OCC stresses innovation in new rule authorizing exemptions to suspicious activity reporting requirements

21 April 2022 19:14


A US banking regulator is pushing innovation in anti-money laundering compliance as it prepares authorize the granting of exemptions to a requirement on reporting suspicious transactions.

For years, financial regulators have urged banks to experiment with new products to help combat money laundering and other illicit financial activity. And banks have done so, according to the text in a new rule from the Office of the Comptroller of the Currency (OCC) that takes effect May 1.

Banks are already automating form population and limited investigative processes, and they are enhancing their capabilities using products such as machine learning software and artificial intelligence, according to the OCC rule. New technologies are expected to prompt additional innovative approaches, some of which may not explicitly comply with certain provisions of the OCC’s regulations regarding the reporting of suspicious activity, the rule said.

The global anti-money laundering software market reached $1.63 billion in 2021 and is expected to grow rapidly through the decade, reaching $5.77 billion in 2030, according to an analysis released in February by the marketing research firm Emergen Research. In a bid to push demand, the OCC wants to free banks up to continue their experimentation.

“As financial technology and innovation continue to develop in the area of monitoring and reporting financial crime and terrorist financing, the OCC has identified a need for regulatory flexibility to grant exemptive relief when appropriate,” the rule said. “The exemption authority in the final rule is consistent with the OCC's support for the reallocation of bank compliance resources to their most effective uses.”

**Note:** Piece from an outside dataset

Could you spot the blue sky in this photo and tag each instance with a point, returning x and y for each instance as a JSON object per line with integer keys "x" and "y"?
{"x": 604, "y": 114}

The OCC’s final rule was announced March 16, and it issued a reminder bulletin last week.

The rule does not itself grant exemptions to filing suspicious activity reports, but it clarifies the legal authority for the OCC to issue them in the future, the bulletin noted. It also harmonizes the OCC’s legal authority to grant exemptions with that of the US Treasury Department’s Financial Crimes Enforcement Network (FinCEN) and establishes a process for the OCC to bring forth changes required under an anti-money laundering law passed in 2020, the bulletin said.

Suspicious activity reports are documents filed to the US government if a regulated financial institution such as a bank, casino or money-services business suspects a transaction may involve proceeds of fraud, money laundering, cybercrime or other illicit financial activity. This year thus far, there have been nearly 900,000 such reports filed, according to figures on FinCEN’s website. More than 3 million reports were filed in 2021, the FinCEN figures show.

The OCC’s new rule is not identical but is “substantially similar” to the suspicious activity reporting obligations required by FinCEN, it said. Existing OCC regulations didn’t the contain exemption authorities granted to FinCEN, causing a disparity that made it more difficult for the regulator to provide relief that didn’t fit squarely within the regulatory requirements.

Banks seeking an exemption to the OCC’s rule must submit a request to the agency in writing and may have to file a separate request to FinCEN. For requests requiring separate approvals, the agencies will coordinate, according to the OCC rule. Upon receipt, the OCC will consider the request, weighing it against the purposes of the law and the principles of safe and sound banking, the rule said. The regulator will then provide a written response to the request.

“The final rule's exemption authority, like FinCEN's exemption authority, is drafted broadly and flexibly to handle unexpected situations,” the rule said. “However, the OCC does not expect to use this exemption authority to issue sweeping exemptions that would undermine the value provided by [suspicious activity reports].”